Electrical-commutator surface-defect binary detection (segmentation GT). Category B, task T-B1, in the unified Smart-Manufacturing SFT schema.

The repository name is an internal task code. See Provenance below for the underlying dataset.

Records

399 records (train=399). Pixel masks are embedded as a mask image column.

Unified SFT schema

field type meaning
query str the question / instruction (model input)
image Image the input image (bytes embedded)
annot str the answer — for this dataset: the plain-text image-level label good or anomalous (binary; no defect types — the label is derived from the pixel mask). The binary segmentation mask is deferred localization GT, with seg info (mask_path, defect_area_fraction) in metadata — see Task, mask & split below
reasoning null no native CoT in these datasets
cate "B" SFT category
task "T-xx" unified task id
metadata str (JSON) split, provenance, image_path, image_sha256 (dedup key)
mask Image | null (T-B1/T-B2 only) the pixel ground-truth mask, bytes embedded
masks list[Image] (D21 only) multi-region masks

Task, mask & split

What this is. KolektorSDD (Tabernik et al., "Segmentation-Based Deep-Learning Approach for Surface-Defect Detection", J. Intelligent Manufacturing 2020) — 399 grayscale images of electrical-commutator surfaces from 50 items (8 sections each); 52 defective, 347 defect-free. Each image ships a pixel-level binary defect mask.

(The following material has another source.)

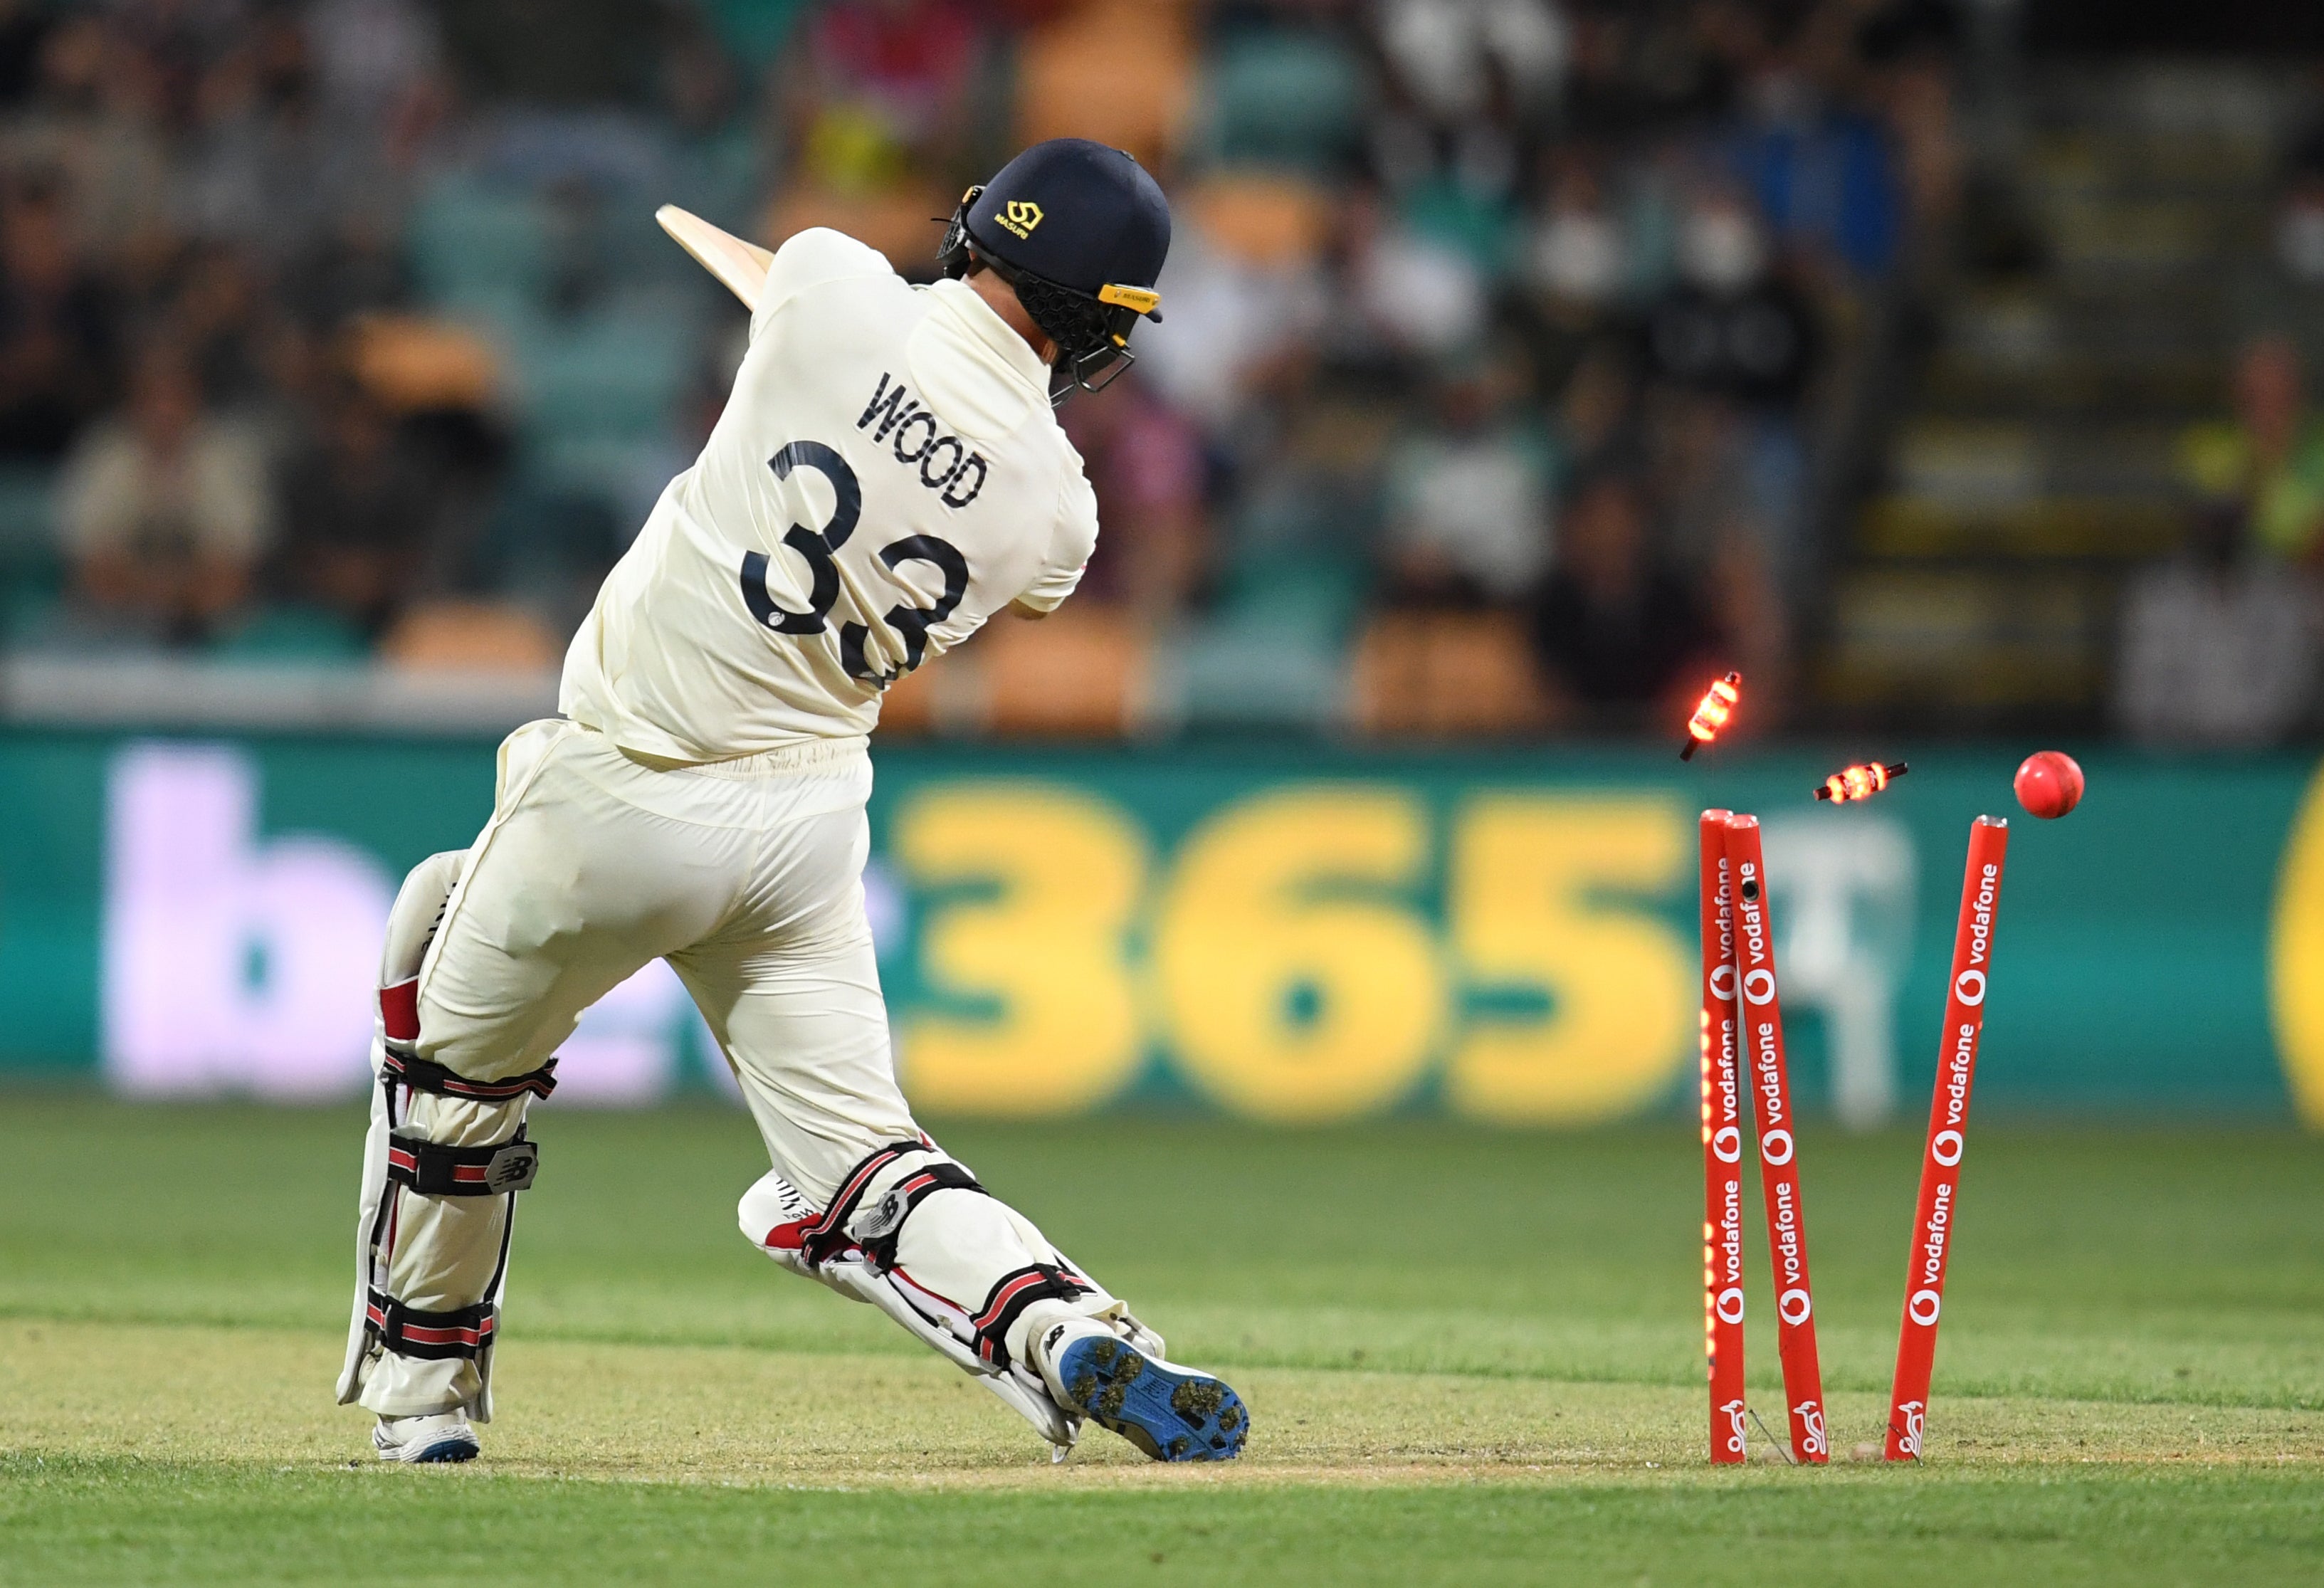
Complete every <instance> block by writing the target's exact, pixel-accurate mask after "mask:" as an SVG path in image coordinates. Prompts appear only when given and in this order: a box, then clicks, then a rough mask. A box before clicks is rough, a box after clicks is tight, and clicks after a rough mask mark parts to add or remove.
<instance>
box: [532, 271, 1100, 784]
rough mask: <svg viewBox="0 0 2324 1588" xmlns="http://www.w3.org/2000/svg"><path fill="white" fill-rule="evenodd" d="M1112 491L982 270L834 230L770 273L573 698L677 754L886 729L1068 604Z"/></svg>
mask: <svg viewBox="0 0 2324 1588" xmlns="http://www.w3.org/2000/svg"><path fill="white" fill-rule="evenodd" d="M1095 544H1097V498H1095V495H1092V493H1090V484H1088V479H1085V477H1083V470H1081V453H1076V451H1074V446H1071V442H1067V439H1064V430H1060V428H1057V419H1055V414H1053V412H1050V407H1048V370H1046V367H1043V365H1041V360H1039V358H1034V353H1032V349H1030V346H1027V344H1025V337H1020V335H1018V332H1013V330H1011V328H1009V323H1006V321H1002V316H999V314H995V312H992V307H990V305H985V302H983V300H981V298H978V295H976V293H974V291H971V288H969V286H967V284H962V281H937V284H934V286H911V284H906V281H904V279H902V277H897V274H895V272H892V270H890V267H888V260H883V258H881V256H878V253H874V251H871V249H867V246H865V244H860V242H855V239H853V237H844V235H841V233H832V230H823V228H816V230H804V233H799V235H797V237H792V239H790V242H786V244H783V246H781V249H779V251H776V256H774V265H772V267H769V270H767V295H765V298H762V300H760V307H758V314H753V316H751V351H748V353H746V356H744V360H741V370H739V372H737V374H734V393H732V395H730V398H727V407H725V414H723V416H720V419H718V425H716V430H711V439H709V442H706V444H704V446H702V456H700V458H697V460H695V465H693V467H690V470H686V472H683V474H679V477H676V479H672V481H669V488H667V491H662V498H660V502H655V507H653V514H651V516H648V518H646V528H644V530H639V535H637V544H632V546H630V551H627V553H625V556H623V558H621V563H616V565H614V572H611V574H607V581H604V588H602V591H597V605H595V607H593V609H590V614H588V621H586V623H583V625H581V632H579V635H574V642H572V649H569V651H567V653H565V684H562V691H560V698H558V709H560V711H565V716H569V718H574V721H576V723H588V725H590V728H597V730H600V732H604V735H607V737H611V739H614V742H616V744H621V746H623V749H630V751H639V753H646V756H662V758H669V760H690V763H700V760H727V758H732V756H753V753H758V751H767V749H779V746H786V744H799V742H804V739H837V737H855V735H865V732H871V725H874V723H876V721H878V700H881V688H885V684H888V681H892V679H897V677H902V674H904V672H909V670H911V667H918V665H923V663H927V660H930V658H934V656H941V653H944V651H948V649H951V646H955V644H960V642H962V639H967V637H969V635H974V632H976V628H978V625H981V623H983V621H985V618H988V616H992V614H995V611H999V609H1002V607H1006V605H1009V602H1013V600H1020V602H1025V605H1027V607H1037V609H1043V611H1046V609H1050V607H1055V605H1057V602H1062V600H1064V598H1067V595H1071V591H1074V586H1076V584H1078V581H1081V570H1083V565H1085V563H1088V560H1090V551H1092V549H1095Z"/></svg>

Task & label. Surface-defect detection: image-level binary (defect vs OK) + pixel-level segmentation. The source has no good/defect folders — the image-level label is derived from the mask (any nonzero pixel -> anomalous). query (our template) asks only whether the surface is good or anomalous; annot is the plain-text answer good or anomalous. The query does not ask for a mask.

Segmentation (deferred GT). The binary segmentation mask is kept in the mask column as localization ground truth (anomalous images only; good images have mask=null). Per-image seg info is in metadata: mask_path and defect_area_fraction. A text-output model cannot emit a pixel mask, so segmentation is deferred.

Split. No train/test split in the source (the paper uses 3-fold cross-validation) -> single train (399 images: 52 anomalous + 347 good).

Provenance

Underlying dataset: KolektorSDD. Upstream license: CC BY-NC-SA 4.0 (this card is license: other; respect the upstream terms). Converted read-only from the raw source into the unified schema; conversion script: 184/convert_d84.py, published with publish/push_to_hf.py, both in AI4Manufacturing/forge_model.

Overlap / de-duplication (§8)

None notable. Each record carries metadata.image_sha256 so overlapping images can be kept entirely on one side of a train/eval split.